Part of the process of looking at my own seeds included building my own seed storage box.  While searching for my seeds, I realized I had them stashed in all sorts of places and I wanted one container to call my seed box.  I shopped in catalogs as well as online for a box that I liked, but I couldn’t find anything in the shape or price range I wanted, so I decided to use my new wood working hobby to make my own.  (Let me know in the comments if you’d like to see the process in a post!)

After I had settled on a list of plants and purchased seeds for the items I didn’t already own, I decided to stay organized and write this information down.  (I know, sounds simple, right?)  I have not been very good at keeping a garden journal so I don’t have a good sense of what time of year we normally have our last real frost.  There are several websites with rules of thumb, so I decided to use that date until I had a better understanding from my “future” garden journals.  My area’s average last frost date is April 15th.  This date is important because most seed packets reference a “start you seeds” date based on the last frost for the year.  I made a list of each item, how many weeks before or after the frost date they should be planted and made an excel formula to tell me when I need to start the seeds (yes, I’m an excel nerd).  Now I know exactly when to start the seeds for each item instead of looking at each of the seed packets each weekend and doing to math to decide if I need to start some or not. 

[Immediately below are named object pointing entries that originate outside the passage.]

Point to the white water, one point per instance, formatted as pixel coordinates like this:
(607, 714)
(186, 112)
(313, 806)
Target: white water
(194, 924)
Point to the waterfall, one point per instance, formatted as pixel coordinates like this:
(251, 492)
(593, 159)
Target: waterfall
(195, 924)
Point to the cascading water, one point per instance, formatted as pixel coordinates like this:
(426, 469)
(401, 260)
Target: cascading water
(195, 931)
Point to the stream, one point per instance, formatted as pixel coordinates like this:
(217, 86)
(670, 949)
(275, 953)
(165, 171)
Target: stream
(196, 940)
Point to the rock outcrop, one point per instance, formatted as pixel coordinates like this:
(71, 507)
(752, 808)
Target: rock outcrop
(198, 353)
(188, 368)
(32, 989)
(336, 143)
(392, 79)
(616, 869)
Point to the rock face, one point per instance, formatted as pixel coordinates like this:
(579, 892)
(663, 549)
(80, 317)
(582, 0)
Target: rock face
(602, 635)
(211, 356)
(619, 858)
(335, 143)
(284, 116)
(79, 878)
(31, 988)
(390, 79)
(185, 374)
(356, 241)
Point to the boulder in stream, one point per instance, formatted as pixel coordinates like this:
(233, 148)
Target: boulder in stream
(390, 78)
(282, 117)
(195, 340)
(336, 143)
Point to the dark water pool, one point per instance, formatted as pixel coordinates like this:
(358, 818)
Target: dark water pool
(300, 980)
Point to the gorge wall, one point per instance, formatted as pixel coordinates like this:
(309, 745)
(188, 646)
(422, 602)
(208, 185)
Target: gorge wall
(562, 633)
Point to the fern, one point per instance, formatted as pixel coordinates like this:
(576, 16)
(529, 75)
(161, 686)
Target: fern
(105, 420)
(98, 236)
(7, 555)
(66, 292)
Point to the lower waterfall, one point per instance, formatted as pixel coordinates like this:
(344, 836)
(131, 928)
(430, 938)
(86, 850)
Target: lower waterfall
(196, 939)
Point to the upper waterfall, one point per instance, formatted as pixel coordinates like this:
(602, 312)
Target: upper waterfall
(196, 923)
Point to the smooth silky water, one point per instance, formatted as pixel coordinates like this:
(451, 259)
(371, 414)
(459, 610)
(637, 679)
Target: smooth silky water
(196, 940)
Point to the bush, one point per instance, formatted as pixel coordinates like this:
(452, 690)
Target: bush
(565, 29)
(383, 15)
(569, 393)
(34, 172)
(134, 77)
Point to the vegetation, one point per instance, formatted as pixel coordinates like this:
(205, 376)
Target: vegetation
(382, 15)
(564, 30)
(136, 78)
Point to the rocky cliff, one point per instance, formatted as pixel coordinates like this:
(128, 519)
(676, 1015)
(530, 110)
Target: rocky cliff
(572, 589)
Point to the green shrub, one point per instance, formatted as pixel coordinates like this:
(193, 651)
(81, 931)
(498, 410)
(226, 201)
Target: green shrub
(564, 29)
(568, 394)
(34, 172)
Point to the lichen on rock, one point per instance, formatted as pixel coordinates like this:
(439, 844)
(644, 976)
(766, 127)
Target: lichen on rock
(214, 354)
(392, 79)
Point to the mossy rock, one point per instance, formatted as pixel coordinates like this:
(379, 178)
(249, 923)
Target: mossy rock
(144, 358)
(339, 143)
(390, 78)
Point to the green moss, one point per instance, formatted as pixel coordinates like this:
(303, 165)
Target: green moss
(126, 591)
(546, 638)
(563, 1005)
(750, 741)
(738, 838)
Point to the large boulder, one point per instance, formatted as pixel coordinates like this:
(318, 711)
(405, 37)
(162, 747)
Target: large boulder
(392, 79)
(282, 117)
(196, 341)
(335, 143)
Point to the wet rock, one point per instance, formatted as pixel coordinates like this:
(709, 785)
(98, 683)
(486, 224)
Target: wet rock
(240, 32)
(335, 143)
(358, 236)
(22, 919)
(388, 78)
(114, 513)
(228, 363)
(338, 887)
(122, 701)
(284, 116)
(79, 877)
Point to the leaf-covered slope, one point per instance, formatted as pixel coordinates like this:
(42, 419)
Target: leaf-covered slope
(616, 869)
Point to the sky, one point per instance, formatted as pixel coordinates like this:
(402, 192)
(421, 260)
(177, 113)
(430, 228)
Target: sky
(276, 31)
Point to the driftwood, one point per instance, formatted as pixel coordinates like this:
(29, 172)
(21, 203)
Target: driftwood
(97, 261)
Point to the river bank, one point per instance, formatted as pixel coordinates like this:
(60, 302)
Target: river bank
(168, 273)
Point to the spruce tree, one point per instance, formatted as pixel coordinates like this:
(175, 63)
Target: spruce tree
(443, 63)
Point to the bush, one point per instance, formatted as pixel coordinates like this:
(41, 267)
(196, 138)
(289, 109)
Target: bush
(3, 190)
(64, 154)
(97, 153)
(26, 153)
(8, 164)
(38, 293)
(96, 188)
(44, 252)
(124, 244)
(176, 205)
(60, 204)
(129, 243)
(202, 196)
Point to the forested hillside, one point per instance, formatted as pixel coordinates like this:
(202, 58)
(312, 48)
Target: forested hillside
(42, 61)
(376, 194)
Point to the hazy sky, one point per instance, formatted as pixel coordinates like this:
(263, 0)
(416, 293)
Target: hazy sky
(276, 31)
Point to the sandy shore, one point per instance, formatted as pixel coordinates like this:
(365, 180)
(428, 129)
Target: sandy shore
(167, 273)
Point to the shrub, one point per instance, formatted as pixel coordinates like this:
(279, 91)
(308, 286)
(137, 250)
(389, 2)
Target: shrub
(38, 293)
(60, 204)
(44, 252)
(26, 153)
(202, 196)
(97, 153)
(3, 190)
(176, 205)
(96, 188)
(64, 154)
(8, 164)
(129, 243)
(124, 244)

Once I had the seedling start date, I needed to decide how many seedlings to start!  In order to do that, I need to know how many mature plants I want.  I started to list in my same spreadsheet the quantity of mature plants.  This would be another helpful piece of information to keep in a garden journal, for example, do four tomato plants produce the quantity of tomatoes I need, or should I plant five to keep up?  Or were eight eggplants too much for one year and I should cut back to six the next, etc.  I had to guess this year based on what I remember from last year and picked out how many I wanted of each.  I then categorized each item by what type of pot they would go into, and used a count formula to add up the quantity of each type of pot.  This way, I already know many of each kind of pot I need.  Lucky for me, I have twenty of my five gallon vegetable pots and I want exactly twenty vegetable plants (don’t you just love it when a plan comes together)?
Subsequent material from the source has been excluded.